3. There’s a new 3.8 percent surtax on investment income over $200,000/ $250,000. So investments will be taxed more, but still less in most cases than actual work.

4. You’re a department store Santa.

Of course, a party that blames President Obama for everything from George W. Bush’s economy to their own Civil War, blames President Obama that the payroll tax holiday of 2010 and 2011 has expired.

This is completely ignores the reality that President Obama’s opening offer to resolve the so-called “fiscal cliff” included extending the cut. Take it away, Wall Street Journal:

The proposal marked an opening salvo in negotiations over the fiscal cliff and represented a particularly expansive version of the White House’s wish list, with a heavy focus on tax increases and spending proposals—including keeping in place a payroll-tax cut and extended unemployment benefits.

Republicans rejected that offer, along with any direct stimulus to average taxpayers. The president was able to eventually negotiate an extension of unemployment benefits — which, for any Fox News fans reading this, helps the unemployed. But the payroll tax cuts along with sorely needed infrastructure included in the offer disappeared.

Democrats tried to replace the payroll tax cut with the Making Work Count tax cut the president included in the stimulus, which would keep paychecks about where they were in 2012. Republicans rejected that, too.

How can you really be sure the Republicans opposed the payroll tax cut? The House GOP almost killed it off in 2010.

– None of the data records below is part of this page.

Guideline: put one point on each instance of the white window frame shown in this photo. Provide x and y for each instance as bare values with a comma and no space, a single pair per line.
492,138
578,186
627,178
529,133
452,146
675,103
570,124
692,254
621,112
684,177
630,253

President Obama often says he’s not perfect, but his worst critics invariably attack him for things that are entirely of their own imagination or the result of Republican policies. The latter is true here and that’s a shame, because an opposition from the right that made fair criticisms about this president would be good for democracy.

By the way: If you earn the minimum wage in one of these 10 states — which are mostly blue states, of course — your paycheck likely is bigger this week. Nice.